I remember when i was a kid i'd spend summer vacation at my Aunt's, in a suburb of Chicago. We'd get up in the morning, eat breakfast, do our chores and then we'd pack a lunch and head out the door, gone until supper. We'd play by the lagoon, the prairie, etc collecting snakes and crawfish, making rafts, clubhouses,etc. We'd have our little accidents, get skinned up, got into a couple of fights, but we survived and we learned how to take care of ourselves. We learned how to be independant. We were taught right from wrong, to have respect, and what the dangers were, and then we were allowed to explore the world to make our mistakes and learn from them.

My boys grew up in the city, didn't have the chance to get away like I did, so they didn't have quite as much freedom as I was allowed. I taught them right from wrong, to have respect, and what the dangers were, and although they had to wait until they were a little older than I was, when they were old enough I let them go out and explore the world and make their own mistakes to learn from, knowing all the while that I was there if they needed me. They played football, shot bb guns (responsibly), got into fights, etc, and they got pretty scraped up sometimes, but they had fun and they learned how to be independant.

They're both fine men now, 28 & 30 and I think i did a pretty good job. We have a lot of good memories of things that we did together just the three of us and quite often sit back and laugh remembering some of those times, and they also have a lot of good memories of the things they did together on their own with friends as it should be.
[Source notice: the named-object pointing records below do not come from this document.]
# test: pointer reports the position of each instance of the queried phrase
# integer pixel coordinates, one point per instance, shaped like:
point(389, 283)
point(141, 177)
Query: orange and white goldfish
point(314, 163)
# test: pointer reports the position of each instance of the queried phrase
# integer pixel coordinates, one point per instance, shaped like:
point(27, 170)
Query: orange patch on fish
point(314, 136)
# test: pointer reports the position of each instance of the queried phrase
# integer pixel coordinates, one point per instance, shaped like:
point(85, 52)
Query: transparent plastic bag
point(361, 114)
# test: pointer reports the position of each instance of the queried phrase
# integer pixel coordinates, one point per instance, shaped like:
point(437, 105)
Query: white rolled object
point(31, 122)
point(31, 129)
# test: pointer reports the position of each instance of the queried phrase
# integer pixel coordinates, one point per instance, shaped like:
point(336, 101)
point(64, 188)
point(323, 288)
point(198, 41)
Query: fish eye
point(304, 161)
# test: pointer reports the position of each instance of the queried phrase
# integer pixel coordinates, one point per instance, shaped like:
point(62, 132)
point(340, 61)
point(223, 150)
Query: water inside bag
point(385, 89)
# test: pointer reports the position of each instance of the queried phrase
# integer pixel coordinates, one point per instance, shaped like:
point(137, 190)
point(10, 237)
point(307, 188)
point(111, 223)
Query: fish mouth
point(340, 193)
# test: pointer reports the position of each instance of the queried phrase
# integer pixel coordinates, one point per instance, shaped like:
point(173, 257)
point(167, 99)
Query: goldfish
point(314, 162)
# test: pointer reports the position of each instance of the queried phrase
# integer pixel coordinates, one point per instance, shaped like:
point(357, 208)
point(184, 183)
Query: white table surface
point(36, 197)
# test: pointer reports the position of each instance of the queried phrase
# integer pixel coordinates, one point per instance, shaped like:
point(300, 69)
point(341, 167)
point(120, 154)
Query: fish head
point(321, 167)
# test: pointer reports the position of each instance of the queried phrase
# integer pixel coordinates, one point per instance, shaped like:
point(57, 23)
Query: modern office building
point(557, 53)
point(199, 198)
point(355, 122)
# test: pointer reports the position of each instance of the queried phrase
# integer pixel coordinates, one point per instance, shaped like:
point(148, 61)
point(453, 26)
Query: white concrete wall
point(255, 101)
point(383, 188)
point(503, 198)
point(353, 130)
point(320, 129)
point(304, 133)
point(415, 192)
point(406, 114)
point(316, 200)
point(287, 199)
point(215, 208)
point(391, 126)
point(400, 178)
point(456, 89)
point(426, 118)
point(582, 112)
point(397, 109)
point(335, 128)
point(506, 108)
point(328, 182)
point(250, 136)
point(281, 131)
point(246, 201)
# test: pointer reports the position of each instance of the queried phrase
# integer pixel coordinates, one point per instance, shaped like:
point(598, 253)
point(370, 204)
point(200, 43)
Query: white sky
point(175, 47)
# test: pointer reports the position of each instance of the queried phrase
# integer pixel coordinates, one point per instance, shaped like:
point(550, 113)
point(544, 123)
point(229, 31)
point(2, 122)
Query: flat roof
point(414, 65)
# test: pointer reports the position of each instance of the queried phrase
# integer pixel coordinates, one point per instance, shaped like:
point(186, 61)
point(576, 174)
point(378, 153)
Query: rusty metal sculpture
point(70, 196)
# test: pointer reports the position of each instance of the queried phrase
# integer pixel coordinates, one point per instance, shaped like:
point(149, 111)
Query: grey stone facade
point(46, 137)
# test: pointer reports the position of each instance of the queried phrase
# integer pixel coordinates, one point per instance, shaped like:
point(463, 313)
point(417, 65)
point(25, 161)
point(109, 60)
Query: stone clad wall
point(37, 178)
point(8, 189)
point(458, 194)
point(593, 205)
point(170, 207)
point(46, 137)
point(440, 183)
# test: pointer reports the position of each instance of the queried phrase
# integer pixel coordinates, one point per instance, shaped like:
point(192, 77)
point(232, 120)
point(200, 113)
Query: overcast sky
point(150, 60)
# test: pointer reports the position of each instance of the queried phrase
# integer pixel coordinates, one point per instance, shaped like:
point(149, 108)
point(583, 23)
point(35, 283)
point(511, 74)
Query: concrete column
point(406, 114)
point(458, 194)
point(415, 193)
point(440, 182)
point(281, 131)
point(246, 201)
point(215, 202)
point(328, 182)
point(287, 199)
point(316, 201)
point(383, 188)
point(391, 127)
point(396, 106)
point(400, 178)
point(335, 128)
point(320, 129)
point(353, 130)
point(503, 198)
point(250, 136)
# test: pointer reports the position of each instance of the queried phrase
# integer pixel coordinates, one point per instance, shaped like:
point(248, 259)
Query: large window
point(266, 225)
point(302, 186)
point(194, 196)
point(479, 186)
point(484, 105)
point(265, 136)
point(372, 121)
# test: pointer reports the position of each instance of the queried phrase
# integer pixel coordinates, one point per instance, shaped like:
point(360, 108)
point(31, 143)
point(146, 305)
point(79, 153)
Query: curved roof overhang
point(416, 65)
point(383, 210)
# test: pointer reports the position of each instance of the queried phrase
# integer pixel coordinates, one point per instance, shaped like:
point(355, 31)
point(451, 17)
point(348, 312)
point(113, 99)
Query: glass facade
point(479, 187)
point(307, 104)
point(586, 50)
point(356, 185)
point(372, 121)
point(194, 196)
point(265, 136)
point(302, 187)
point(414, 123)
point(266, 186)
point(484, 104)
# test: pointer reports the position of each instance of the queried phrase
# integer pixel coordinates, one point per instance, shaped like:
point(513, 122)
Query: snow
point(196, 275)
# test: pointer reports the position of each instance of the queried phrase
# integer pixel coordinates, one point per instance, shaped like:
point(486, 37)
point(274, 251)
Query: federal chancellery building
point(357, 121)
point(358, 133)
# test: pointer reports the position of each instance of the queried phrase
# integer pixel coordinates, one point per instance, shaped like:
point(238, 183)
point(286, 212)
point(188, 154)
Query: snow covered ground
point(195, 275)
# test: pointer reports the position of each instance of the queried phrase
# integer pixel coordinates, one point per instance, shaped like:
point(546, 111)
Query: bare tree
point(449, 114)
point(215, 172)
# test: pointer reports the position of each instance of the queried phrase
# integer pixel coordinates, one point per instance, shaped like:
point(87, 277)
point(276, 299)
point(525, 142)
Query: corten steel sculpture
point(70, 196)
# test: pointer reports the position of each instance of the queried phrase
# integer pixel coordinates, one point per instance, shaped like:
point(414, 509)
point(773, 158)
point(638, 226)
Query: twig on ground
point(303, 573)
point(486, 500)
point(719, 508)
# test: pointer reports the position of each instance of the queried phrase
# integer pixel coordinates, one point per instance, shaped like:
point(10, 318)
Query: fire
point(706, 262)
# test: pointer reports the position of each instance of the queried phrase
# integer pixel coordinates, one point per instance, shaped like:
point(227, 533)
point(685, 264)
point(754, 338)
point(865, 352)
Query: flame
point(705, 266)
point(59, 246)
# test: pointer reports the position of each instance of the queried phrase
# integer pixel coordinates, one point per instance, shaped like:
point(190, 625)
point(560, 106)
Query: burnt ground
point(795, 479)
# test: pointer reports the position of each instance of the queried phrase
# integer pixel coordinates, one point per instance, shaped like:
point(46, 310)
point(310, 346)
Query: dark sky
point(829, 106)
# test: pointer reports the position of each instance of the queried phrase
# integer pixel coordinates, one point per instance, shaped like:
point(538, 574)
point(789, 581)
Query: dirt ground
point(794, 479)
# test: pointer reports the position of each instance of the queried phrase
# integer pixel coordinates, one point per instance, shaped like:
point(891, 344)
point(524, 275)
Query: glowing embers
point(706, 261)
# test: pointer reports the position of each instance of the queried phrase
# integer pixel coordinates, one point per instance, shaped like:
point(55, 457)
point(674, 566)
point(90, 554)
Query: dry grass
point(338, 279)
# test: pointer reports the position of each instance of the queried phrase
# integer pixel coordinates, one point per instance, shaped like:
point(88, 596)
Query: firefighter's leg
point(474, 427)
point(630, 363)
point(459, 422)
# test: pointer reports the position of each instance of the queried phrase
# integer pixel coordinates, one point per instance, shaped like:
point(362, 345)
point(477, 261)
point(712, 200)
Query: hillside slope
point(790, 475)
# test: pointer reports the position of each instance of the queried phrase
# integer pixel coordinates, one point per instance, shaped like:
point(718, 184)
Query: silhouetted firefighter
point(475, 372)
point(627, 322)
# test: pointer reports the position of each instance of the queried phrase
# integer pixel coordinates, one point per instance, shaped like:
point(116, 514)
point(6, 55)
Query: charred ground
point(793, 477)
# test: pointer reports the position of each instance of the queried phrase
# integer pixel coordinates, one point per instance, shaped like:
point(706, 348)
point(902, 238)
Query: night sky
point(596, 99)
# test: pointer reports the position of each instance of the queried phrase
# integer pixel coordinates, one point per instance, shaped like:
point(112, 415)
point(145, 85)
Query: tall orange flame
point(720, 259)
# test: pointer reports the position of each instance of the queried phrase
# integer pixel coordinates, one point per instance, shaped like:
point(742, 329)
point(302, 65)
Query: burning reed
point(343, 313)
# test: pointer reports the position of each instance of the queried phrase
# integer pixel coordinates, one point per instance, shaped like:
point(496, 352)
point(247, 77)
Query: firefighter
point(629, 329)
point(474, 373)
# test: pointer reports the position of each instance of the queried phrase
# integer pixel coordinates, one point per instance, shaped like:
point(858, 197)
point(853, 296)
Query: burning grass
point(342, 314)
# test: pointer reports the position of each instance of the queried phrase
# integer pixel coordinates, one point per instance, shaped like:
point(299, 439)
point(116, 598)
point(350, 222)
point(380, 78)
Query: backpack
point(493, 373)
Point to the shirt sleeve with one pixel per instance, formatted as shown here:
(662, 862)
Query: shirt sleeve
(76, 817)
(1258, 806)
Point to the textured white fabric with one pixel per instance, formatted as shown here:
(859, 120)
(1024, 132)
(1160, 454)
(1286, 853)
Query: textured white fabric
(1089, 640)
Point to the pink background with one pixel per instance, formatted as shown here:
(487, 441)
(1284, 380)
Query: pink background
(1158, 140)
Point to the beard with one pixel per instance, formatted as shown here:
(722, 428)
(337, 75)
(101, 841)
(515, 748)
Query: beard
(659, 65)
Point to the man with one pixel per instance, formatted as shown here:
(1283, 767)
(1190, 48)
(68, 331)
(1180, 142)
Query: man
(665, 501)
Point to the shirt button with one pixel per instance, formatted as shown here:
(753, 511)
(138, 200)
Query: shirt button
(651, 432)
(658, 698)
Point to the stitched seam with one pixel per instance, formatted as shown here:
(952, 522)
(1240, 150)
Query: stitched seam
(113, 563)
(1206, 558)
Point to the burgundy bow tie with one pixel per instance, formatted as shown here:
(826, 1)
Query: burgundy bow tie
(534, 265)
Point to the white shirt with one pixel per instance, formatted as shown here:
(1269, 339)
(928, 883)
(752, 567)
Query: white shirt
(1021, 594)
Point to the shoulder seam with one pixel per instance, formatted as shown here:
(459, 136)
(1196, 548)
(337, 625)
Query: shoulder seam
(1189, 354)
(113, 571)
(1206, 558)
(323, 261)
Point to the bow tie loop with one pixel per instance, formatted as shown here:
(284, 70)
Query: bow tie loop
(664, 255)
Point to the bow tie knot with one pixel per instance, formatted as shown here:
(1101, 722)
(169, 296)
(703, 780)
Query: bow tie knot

My oldest has two of his own now, a boy and a girl and they will be raised the same way, allowed to make their own mistakes and face the consequences, fall and get scraped up and get right back up again, knowing that we are all here for them when they need us.

Being a parent is hard, it's hard to find that middle ground. When they're very little you have to pick them up so they know they can depend on you, but as they get older you have to step back and let them pick themselves up so that they can learn to depend on themselves, so that they can become independant.